In virtually all the papers read, the lattice grid is viewed as a vector field. This is done for several reasons:

- It’s easy to visualize on paper whether the algorithm is working.
- It’s the simplest to implement.

In NKS, for example, Wolfram uses a $96 \times 96$ subgrid to approximate a vector direction on a 6 million lattice grid. Previously in his 1987 paper, Wolfram used …. for a 4600(?) lattice grid.

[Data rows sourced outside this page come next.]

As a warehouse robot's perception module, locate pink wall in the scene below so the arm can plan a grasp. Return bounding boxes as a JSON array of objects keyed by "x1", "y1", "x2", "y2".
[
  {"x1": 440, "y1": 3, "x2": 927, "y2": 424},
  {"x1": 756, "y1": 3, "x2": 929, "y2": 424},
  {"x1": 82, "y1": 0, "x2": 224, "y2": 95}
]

We represent each lattice with $4$ vectors, each containing is stored in its own matrix. This means that `a[i][j]`

contains the `a`

vector component of the lattice on the $i^{th}$ row and $j^{th}$ column. With this representation in place, we perform the following to compute the next frame.

- Resolve collisions — the collisions are performed and stored in a temporary collision matrix.
- Propagation — the propagation is performed and values are copied from the temporary collision matrix into the
`a`

,`b`

,`c`

, and`d`

matrices.

Four temporary matrices are created and are called `K_a`

, `K_b`

, `K_c`

, and `K_d`

to signify which direction they correspond to. The vector `K_a[i][j]`

is the updated based on the HPP collision rules.

One can represent the collision rules as a series of binary statements. The best example is found in ^{1} where the authors represent the collision rules as a binary statement. Examples of the same binary statement can be found in other papers, however (**need to record them**)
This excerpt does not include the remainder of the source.